“You were my everything, thoughts of a wedding ring, now I’m just better off dead.” Chances are if you handed this lyric to someone ten years ago and asked them to guess what genre of music it was from, Hip Hop would be right at the bottom of the list. In fact, the depressing triplet from Juice WRLD’s breakout single ‘Lucid Dreams’ bares far more similarity to the My Chemical Romances and Bring Me the Horizons of the 2000s than it does to than it does to the 50 cents and Lil Waynes, despite being classified in the same genre as the latters. Skip forward to 2018 however, and lines such as these are rife, which begs the question; when, and why, did rap become so emo?
Whilst it’s true that most major artists have always had at least one or two sensitive songs (think ‘21 questions’ for 50 or ‘I Feel Like Dying’ for Wayne), they were never the main focus of major artists’ repertoires and never truly dived into the realm of mental health, addiction and suicidal thoughts in the same way they do today, with the obvious exception of Eminem. One reason for this could be the shift that has happened in the relationship between artists and drugs, as it feels like the generic rapper has transgressed from selling narcotics to using them, and the overwhelming drug abuse among the community has led to dependency, mental health issues and overdoses, all of which is obvious when listening to the current hits. This serves as a heavy contrast to the rap of previous generations, where drug anthems have traditionally focussed on dealing and the money being made from dealing, for example “I ain’t on no funny shit I’m on some get this money shit, Every four days in PA I move another brick,” whereas we are currently witnessing artists rapping about the dark effects drugs have on their lives and the way addiction means they have to constantly get high to function, for example; “Lately I’ve been panicking a lot, Feeling like I’m stranded in a mob, Scrambling for Xanax out the canister to pop”, which is obviously a far less glamorous portrayal of drugs than the previous example.
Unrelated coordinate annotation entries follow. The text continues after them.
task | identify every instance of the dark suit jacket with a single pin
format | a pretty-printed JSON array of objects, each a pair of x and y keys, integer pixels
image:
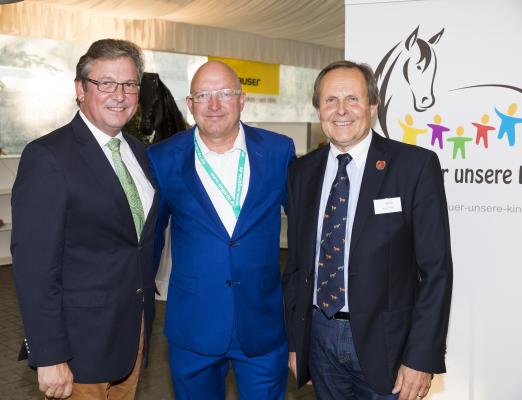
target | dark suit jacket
[
  {"x": 82, "y": 277},
  {"x": 217, "y": 281},
  {"x": 400, "y": 268}
]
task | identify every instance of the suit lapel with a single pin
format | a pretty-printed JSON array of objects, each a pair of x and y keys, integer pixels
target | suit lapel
[
  {"x": 258, "y": 159},
  {"x": 101, "y": 168},
  {"x": 312, "y": 185},
  {"x": 194, "y": 184},
  {"x": 370, "y": 186}
]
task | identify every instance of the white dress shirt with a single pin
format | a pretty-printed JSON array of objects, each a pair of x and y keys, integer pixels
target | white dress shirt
[
  {"x": 145, "y": 189},
  {"x": 225, "y": 167},
  {"x": 355, "y": 170}
]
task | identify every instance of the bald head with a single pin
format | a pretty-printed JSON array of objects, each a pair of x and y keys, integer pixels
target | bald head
[
  {"x": 217, "y": 70},
  {"x": 218, "y": 116}
]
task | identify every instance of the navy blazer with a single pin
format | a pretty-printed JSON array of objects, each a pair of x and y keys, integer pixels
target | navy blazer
[
  {"x": 400, "y": 267},
  {"x": 83, "y": 279},
  {"x": 216, "y": 278}
]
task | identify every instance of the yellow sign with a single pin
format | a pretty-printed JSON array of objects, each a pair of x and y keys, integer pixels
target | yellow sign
[{"x": 255, "y": 77}]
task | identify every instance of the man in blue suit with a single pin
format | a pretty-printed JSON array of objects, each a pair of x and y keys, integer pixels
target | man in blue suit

It seems almost impossible to listen to a song these days without hearing similar lines about xanax, lean or other prescription drugs, and the deaths of Lil Peep and Mac Miller this year demonstrate the huge effect they are having on the industry, and therefore makes sense that they are having an equally large effect on the type of music being made. In a similar vein, rappers often talk about friends and family they have lost to drugs, and this, coupled with the tragic deaths of artists such as Miller and Peep may explain why many feel less comfortable glamourising addiction, and therefore why their music sounds more emo as a result.
However, many may argue that it’s only the underground ‘soundcloud rappers’ who have been riding this wave, but this is far from the truth, and some of hip hop’s biggest artists have taken the plunge into soul searching. Jay Z for example, recently centred a whole album around an open apology/ love letter to his wife and daughters for his infidelity and immaturity as a husband and father, let the contradiction of that settle in for a second. The same man who famously stated ‘I got 99 problems but a bitch ain’t one’, is now rapping ‘So I apologize, I seen the innocence leave your eyes… I apologize to all the women whom I toyed with your emotions, cause I was emotionless’, which is undeniably emo. What makes this even more interesting is that Jay Z stated that this is “one of the best songs I’ve ever written” which demonstrates that although they have not typically been associated with hip hop, the market for such songs has allowed artists to create completely different pieces of work than in previous generations, when all people wanted to hear were turn up songs.
Whilst the word itself is in contrast with stereotypical hip hop, with ‘emo rap’ being a undeniable oxymoron, the rise of vulnerability and emotions within the genre cannot be ignored. Despite the negative connotations of the word however, this is not necessarily a bad thing, and as shown by both the rise of new artists like Juice WRLD, and the change in material explored by the likes of older artists like Jay Z, this has given birth to a refreshingly new energy in a music genre that for so long had stuck to the same overused key themes. Which is lucky, as it doesn’t look like it’s going away anytime soon.